If it progressed, a targeted rate could be used to raise extra money from central city businesses and property investors, and possibly even the University of Otago, if they were deemed to benefit from the upgrades.
Chamber chief executive Dougal McGowan said there had been a variety of reactions to the idea from businesses, but it had the potential to become "quite a contentious issue''.
"Where's the paper behind this?''
How it would work was unclear.
Mr McGowan was seeking a meeting with Property Council New Zealand representatives in Dunedin to discuss the idea.
"When you hear a number like 10%, it's always quite scary.''
Businesses were already facing rising wage costs and rates bills, and could expect a drop-off in trade when the construction of streetscape improvements began, he said.
"There's a lot of unknowns really. It's going to be a pretty big issue.''
The parties affected would be those deemed to benefit financially from the $60 million central city upgrade and $20 million tertiary upgrade.
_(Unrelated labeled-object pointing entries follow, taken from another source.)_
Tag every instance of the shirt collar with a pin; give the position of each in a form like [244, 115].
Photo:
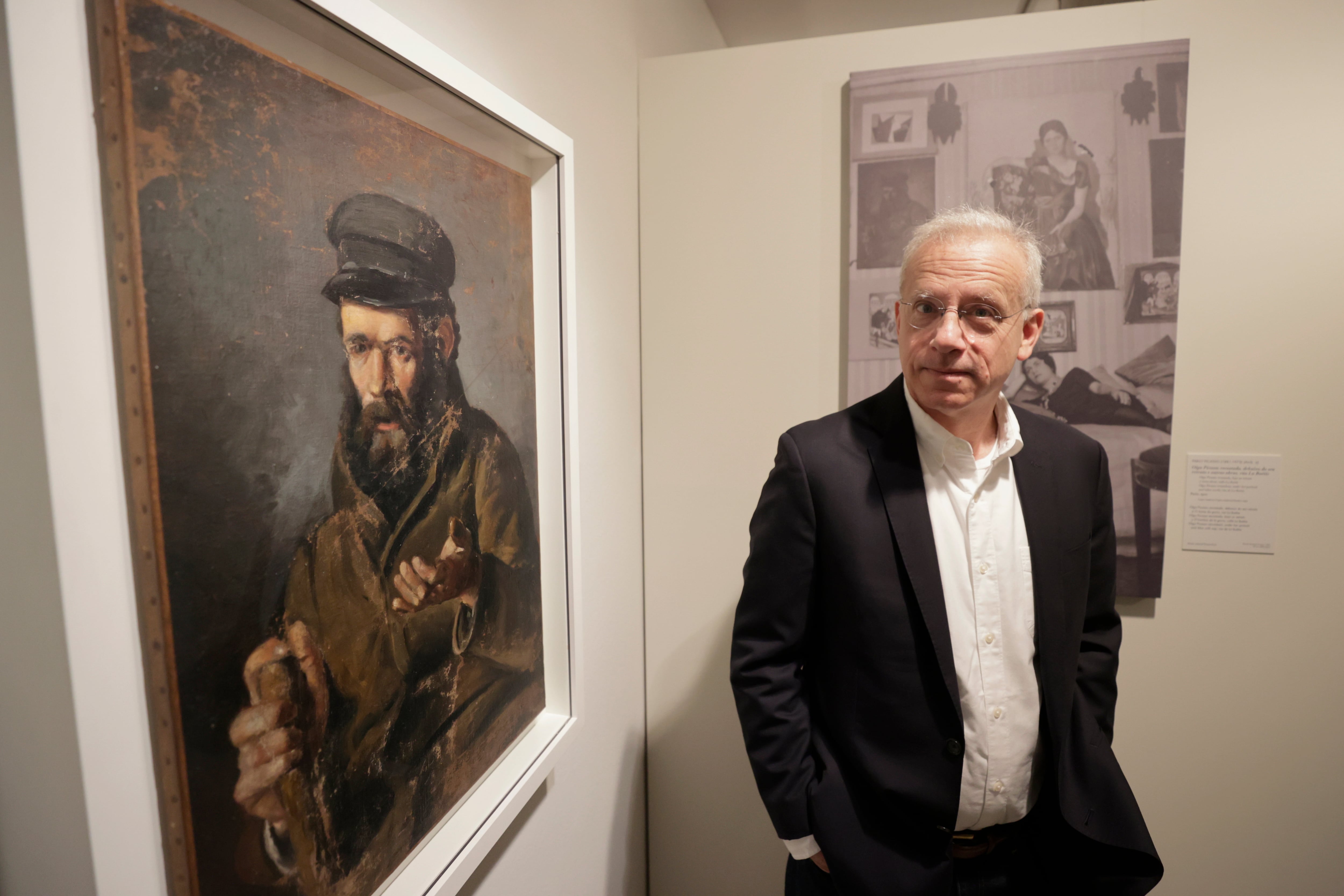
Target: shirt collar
[939, 447]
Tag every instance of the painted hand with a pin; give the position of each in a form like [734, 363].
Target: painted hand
[267, 738]
[287, 683]
[456, 574]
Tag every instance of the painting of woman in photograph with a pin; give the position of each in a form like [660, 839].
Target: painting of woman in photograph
[1062, 178]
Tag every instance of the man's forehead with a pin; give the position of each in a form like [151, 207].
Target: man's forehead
[987, 266]
[377, 322]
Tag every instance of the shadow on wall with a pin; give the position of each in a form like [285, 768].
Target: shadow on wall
[709, 832]
[625, 849]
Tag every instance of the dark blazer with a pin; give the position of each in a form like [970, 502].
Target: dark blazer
[843, 671]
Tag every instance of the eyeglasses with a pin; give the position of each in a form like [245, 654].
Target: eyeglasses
[976, 317]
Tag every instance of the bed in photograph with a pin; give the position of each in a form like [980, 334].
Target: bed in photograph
[1148, 378]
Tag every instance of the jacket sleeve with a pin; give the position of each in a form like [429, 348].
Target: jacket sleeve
[1099, 656]
[768, 644]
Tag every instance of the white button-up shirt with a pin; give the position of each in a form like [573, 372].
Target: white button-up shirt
[986, 567]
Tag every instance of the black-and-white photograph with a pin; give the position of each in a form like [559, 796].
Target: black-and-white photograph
[1086, 150]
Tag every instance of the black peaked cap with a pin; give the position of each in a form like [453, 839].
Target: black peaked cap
[389, 254]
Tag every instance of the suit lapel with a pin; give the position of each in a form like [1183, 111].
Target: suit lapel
[896, 464]
[1037, 492]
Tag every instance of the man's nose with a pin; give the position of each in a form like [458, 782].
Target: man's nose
[947, 334]
[378, 370]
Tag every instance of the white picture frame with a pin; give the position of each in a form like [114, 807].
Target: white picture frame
[66, 246]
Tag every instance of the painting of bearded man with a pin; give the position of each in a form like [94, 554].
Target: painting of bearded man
[412, 613]
[337, 355]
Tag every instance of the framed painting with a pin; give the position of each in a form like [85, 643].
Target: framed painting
[341, 331]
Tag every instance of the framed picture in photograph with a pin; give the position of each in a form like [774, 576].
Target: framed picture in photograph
[1060, 332]
[894, 198]
[1057, 143]
[338, 285]
[1173, 89]
[882, 319]
[1154, 293]
[892, 126]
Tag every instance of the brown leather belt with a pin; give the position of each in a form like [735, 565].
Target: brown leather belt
[974, 844]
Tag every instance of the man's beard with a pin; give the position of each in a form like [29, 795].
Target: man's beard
[389, 465]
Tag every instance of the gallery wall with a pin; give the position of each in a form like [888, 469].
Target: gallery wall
[1229, 720]
[576, 65]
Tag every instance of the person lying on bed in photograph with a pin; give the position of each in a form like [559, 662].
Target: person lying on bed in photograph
[1081, 398]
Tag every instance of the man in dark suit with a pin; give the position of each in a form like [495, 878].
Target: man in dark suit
[927, 645]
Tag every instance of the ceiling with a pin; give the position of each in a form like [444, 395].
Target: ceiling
[745, 22]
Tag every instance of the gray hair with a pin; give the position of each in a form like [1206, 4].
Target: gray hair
[956, 225]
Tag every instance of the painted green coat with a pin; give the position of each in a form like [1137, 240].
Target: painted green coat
[421, 704]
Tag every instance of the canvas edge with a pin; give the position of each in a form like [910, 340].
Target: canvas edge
[61, 185]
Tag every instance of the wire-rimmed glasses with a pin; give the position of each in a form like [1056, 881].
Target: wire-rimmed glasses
[978, 319]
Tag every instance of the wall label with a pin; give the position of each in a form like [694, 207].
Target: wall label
[1232, 503]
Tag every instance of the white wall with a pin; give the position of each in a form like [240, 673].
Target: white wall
[576, 65]
[44, 833]
[1230, 714]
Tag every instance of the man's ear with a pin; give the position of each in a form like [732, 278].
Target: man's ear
[447, 336]
[1033, 323]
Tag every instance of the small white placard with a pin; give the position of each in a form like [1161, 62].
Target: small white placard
[1232, 503]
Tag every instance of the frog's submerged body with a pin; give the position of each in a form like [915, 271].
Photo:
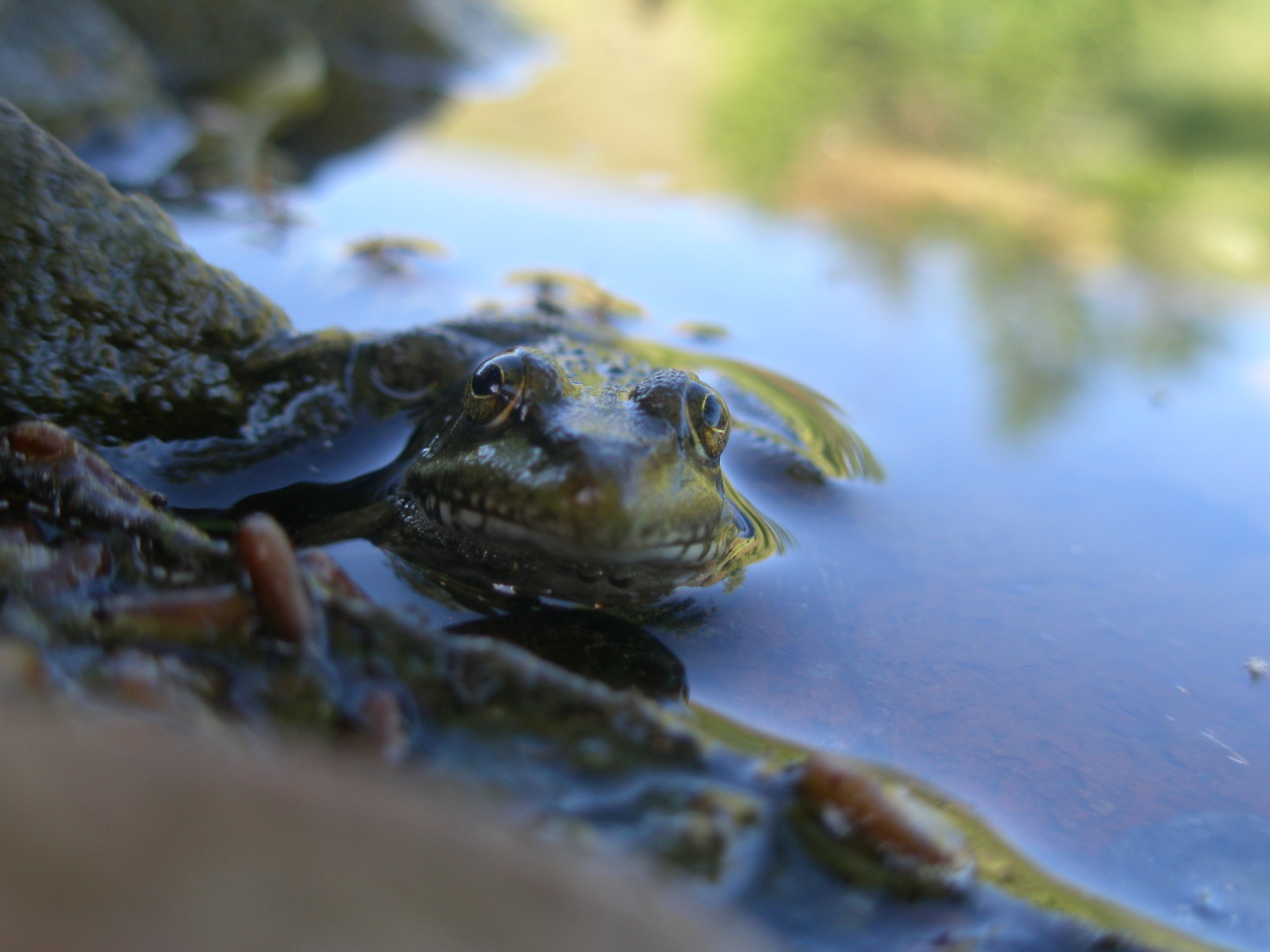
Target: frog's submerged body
[550, 455]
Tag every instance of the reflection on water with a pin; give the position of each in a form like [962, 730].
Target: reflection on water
[1053, 630]
[1064, 143]
[1047, 607]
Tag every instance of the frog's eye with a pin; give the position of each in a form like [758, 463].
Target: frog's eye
[495, 390]
[710, 420]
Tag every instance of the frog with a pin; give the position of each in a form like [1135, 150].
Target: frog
[541, 451]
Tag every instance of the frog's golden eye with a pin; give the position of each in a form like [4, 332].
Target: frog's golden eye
[709, 414]
[495, 390]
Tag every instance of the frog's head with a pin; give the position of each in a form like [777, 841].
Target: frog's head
[584, 493]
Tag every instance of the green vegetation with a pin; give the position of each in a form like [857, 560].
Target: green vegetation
[1156, 112]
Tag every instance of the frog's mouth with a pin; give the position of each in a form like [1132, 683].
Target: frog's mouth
[568, 537]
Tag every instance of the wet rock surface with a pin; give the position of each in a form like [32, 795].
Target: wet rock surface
[249, 92]
[117, 330]
[110, 323]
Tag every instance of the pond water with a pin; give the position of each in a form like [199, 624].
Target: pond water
[1048, 620]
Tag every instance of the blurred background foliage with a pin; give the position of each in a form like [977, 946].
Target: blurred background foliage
[1098, 129]
[1104, 163]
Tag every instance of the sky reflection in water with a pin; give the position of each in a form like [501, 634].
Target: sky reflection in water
[1048, 621]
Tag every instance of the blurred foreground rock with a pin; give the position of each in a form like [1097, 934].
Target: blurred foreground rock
[121, 837]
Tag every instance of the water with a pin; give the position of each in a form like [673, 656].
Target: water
[1049, 621]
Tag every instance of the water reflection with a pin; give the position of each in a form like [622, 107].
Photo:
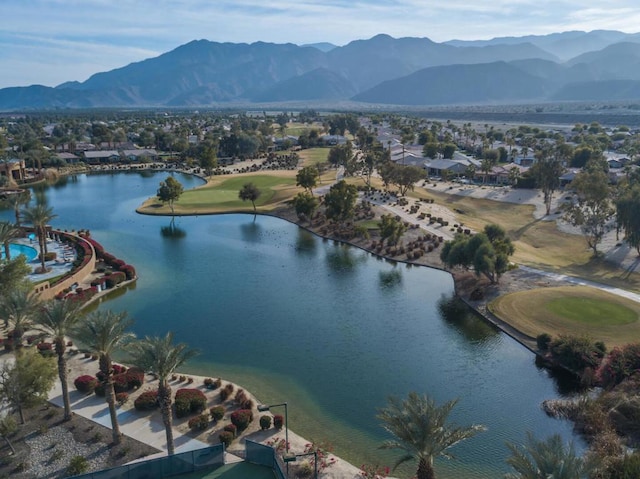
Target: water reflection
[457, 314]
[172, 231]
[390, 280]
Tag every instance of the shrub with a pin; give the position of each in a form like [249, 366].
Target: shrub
[278, 421]
[265, 422]
[226, 438]
[242, 418]
[231, 428]
[216, 412]
[189, 401]
[77, 465]
[85, 383]
[542, 341]
[146, 401]
[199, 423]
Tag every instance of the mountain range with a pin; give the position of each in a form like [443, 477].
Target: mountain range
[570, 66]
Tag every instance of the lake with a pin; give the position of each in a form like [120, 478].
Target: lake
[330, 329]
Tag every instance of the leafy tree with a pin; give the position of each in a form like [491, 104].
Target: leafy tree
[170, 191]
[57, 319]
[391, 228]
[307, 178]
[627, 207]
[592, 209]
[547, 171]
[340, 201]
[8, 232]
[250, 192]
[104, 332]
[305, 204]
[162, 357]
[39, 216]
[422, 430]
[26, 382]
[548, 458]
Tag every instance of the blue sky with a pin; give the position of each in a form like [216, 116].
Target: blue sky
[48, 42]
The targeted rate would be used to pay only for streetscape improvements - such as new paving and furniture - and not the cost of underground work such as new power cables.
A special consultative procedure (SCP) would be used to give the public - including those expected to pay the extra bill - the chance to have their say.
Councillors at last week's meeting voted 10-2 to note the proposal, which would be considered through the SCP outside the council's annual plan process.